The World Health Organization (WHO) announced on April 15 that its member states reached a “pandemic agreement,” five years after the onset of the COVID-19 pandemic, to prepare for future ones.
Tedros Adhanom Ghebreyesus, WHO director-general, hailed the decision, saying it would make the world “safer” and demonstrate “that multilateralism is alive and well, and that in our divided world, nations can still work together to find common ground.”
The draft treaty notably includes a provision to guarantee that countries that share critical virus samples receive any resulting tests, medicines, and vaccines, with the WHO keeping 20 percent of such products to ensure that poorer countries get supplies.
Negotiations on this provision are expected to continue after the treaty is likely accepted by member countries in May.
Countries are already legally bound by the International Health Regulations to do things such as quickly report dangerous new outbreaks. But those have been flouted repeatedly, including by some African countries during Ebola and other outbreaks, as well as by the Chinese communist regime in the early stages of the COVID-19 pandemic in late 2019 and early 2020.
Anne-Claire Amprou, a co-chair of the Intergovernmental Negotiating Body, which was established in 2021 by WHO’s member states, said that the agreement will be a “major step forward in protecting populations, the response will be faster, more effective and more equitable” and will bolster “equity and international security.”
Under the proposal, countries will have their own “sovereignty” to deal with public health issues within their borders.
“Nothing in the draft agreement shall be interpreted as providing WHO any authority to direct, order, alter or prescribe national laws or policies, or mandate States to take specific actions, such as ban or accept travelers, impose vaccination mandates or therapeutic or diagnostic measures or implement lockdowns,” WHO said in its statement.

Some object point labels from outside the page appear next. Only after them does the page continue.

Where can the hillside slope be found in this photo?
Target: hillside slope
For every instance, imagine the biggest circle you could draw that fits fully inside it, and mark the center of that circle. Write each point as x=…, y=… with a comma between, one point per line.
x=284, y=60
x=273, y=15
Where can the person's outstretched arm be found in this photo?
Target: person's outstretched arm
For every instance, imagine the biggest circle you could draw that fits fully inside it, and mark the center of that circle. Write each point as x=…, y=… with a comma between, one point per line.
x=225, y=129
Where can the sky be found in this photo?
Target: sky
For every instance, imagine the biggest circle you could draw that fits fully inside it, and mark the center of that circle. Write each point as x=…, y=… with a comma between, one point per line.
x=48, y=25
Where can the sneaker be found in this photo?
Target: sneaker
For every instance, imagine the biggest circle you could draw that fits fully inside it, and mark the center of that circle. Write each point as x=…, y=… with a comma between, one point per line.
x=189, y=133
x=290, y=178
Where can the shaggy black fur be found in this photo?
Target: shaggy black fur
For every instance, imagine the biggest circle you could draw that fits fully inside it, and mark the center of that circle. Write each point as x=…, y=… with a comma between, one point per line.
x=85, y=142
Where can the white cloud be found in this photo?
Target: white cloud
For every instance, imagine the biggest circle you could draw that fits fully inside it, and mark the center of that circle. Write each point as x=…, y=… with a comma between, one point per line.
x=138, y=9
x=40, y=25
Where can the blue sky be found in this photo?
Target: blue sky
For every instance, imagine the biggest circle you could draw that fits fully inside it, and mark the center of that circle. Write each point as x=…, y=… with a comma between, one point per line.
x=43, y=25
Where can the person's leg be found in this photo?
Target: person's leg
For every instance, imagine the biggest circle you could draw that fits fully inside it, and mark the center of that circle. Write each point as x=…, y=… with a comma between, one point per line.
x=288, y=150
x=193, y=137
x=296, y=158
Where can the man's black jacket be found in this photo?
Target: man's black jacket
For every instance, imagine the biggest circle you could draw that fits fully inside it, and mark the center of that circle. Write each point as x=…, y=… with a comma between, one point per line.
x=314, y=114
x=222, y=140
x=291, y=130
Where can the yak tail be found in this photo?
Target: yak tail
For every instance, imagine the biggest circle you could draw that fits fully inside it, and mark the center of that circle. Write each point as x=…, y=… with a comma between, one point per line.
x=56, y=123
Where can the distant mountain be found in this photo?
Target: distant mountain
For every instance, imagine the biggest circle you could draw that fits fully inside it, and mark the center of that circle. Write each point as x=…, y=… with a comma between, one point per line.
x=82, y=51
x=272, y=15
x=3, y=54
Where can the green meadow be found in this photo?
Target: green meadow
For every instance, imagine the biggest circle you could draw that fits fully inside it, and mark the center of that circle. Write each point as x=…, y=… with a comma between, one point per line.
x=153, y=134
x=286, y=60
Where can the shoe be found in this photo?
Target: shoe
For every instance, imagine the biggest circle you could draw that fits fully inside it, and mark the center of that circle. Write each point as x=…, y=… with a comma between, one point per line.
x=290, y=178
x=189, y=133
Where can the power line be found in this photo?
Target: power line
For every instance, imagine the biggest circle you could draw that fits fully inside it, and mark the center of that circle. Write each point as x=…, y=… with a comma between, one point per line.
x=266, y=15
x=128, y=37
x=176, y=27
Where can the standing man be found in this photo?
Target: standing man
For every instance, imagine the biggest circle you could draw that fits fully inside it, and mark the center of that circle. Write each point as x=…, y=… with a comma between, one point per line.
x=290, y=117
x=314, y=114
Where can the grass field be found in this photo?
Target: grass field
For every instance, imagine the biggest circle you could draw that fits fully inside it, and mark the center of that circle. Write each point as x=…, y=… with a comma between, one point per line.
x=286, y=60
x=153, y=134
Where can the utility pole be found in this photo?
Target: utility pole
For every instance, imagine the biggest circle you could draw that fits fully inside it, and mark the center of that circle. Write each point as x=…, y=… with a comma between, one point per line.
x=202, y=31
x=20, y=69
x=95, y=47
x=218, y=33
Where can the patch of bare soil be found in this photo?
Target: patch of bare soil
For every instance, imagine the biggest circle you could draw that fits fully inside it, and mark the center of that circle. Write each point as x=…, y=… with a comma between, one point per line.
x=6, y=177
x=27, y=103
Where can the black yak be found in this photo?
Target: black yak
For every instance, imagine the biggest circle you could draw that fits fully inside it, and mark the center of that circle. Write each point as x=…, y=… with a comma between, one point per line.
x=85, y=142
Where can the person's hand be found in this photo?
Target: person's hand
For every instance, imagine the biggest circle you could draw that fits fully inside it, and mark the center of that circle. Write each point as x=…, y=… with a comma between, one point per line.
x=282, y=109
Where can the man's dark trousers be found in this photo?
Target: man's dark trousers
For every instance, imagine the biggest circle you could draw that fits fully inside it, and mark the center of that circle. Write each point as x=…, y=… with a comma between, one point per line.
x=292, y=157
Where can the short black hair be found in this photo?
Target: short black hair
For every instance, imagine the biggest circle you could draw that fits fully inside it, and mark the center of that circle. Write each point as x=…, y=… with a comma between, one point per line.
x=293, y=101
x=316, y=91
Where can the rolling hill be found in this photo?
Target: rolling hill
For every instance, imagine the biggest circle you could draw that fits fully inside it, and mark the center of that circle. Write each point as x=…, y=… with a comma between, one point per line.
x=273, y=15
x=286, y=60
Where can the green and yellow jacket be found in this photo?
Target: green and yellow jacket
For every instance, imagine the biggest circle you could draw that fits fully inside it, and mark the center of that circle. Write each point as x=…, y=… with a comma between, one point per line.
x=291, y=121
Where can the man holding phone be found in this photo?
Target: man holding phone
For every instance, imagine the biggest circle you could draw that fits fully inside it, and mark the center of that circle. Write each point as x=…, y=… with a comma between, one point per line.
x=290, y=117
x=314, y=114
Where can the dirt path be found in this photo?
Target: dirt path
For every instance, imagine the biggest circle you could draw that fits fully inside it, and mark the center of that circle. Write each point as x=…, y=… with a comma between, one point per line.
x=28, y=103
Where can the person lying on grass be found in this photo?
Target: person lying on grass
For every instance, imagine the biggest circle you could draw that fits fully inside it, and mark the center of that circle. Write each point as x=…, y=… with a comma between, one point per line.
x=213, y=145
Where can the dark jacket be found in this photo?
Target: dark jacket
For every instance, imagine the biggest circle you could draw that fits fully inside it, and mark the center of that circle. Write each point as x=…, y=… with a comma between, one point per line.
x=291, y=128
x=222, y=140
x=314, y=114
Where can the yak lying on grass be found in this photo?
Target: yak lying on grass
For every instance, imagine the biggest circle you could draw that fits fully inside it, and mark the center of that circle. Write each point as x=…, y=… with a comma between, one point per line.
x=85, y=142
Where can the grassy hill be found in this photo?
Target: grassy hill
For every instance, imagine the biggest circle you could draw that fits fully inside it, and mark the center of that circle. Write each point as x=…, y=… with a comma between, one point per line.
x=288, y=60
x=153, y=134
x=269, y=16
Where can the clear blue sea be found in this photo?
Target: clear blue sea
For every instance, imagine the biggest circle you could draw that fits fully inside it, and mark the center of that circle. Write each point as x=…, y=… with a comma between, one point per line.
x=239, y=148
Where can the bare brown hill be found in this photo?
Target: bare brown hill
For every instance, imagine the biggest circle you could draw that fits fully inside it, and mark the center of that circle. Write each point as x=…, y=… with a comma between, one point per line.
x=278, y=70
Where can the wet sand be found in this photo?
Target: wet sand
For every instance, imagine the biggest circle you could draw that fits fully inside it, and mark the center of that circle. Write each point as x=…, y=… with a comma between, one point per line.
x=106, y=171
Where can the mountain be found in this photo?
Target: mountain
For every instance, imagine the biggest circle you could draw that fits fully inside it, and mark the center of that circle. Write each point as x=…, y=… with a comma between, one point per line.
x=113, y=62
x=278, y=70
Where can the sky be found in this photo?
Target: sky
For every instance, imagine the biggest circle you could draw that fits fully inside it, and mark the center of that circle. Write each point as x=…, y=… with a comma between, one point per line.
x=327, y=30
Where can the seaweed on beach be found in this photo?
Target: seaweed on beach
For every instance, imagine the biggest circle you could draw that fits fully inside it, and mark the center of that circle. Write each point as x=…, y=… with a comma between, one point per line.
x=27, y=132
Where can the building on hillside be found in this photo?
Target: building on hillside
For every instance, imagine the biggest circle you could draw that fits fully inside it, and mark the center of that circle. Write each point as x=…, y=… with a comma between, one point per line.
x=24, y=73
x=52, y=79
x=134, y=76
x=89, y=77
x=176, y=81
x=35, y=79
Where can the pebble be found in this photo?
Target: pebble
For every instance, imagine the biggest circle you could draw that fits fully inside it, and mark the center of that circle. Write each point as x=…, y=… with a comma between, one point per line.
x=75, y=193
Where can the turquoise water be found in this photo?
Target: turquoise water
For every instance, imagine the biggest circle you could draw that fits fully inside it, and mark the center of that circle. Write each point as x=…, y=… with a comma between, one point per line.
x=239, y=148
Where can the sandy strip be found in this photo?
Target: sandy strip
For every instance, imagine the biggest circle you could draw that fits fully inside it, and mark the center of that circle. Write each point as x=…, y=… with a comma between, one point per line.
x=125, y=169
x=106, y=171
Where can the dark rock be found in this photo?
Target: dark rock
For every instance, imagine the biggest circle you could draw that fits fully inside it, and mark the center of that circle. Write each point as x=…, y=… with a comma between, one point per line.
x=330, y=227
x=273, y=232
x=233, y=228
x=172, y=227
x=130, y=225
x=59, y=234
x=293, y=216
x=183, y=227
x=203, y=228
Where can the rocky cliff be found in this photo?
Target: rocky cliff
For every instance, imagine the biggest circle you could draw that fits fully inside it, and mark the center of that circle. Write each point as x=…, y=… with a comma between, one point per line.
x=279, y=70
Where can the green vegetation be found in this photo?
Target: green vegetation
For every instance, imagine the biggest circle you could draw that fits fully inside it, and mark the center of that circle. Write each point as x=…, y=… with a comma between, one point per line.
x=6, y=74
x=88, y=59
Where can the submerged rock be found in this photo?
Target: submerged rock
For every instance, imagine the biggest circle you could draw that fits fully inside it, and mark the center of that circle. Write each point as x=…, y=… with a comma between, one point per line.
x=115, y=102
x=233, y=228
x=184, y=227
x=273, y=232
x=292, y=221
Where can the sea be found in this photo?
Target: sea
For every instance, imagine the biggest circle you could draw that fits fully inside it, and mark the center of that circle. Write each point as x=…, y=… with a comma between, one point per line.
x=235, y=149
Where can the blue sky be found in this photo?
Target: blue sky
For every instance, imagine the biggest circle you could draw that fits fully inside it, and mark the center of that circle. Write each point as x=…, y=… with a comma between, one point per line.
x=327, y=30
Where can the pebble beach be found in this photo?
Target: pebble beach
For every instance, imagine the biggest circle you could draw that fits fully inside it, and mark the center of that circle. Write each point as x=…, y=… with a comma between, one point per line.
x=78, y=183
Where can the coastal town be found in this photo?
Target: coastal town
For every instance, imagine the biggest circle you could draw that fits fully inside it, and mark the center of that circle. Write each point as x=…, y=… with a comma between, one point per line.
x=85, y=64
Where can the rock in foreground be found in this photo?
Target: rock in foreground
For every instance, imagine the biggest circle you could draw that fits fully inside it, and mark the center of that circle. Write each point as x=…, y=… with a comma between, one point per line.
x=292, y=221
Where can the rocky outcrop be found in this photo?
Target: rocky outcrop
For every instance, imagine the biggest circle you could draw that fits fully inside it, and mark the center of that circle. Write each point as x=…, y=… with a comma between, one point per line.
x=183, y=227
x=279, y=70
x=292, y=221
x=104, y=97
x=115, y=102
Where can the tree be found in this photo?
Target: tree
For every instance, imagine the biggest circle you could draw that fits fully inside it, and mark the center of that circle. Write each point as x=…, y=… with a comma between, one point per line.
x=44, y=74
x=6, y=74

U.S. negotiators left the discussions after President Donald Trump began a year-long process of removing the United States from the U.N. agency when he took office in January.
In his order, Trump also directed Secretary of State Marco Rubio to “cease negotiations on the WHO Pandemic Agreement and the amendments to the International Health Regulations, and actions taken to effectuate such agreement and amendments will have no binding force on the United States.”
Federal health officials are also barred from partaking in talks with WHO.
During COVID-19, U.S.-based research and development produced several widely used vaccines.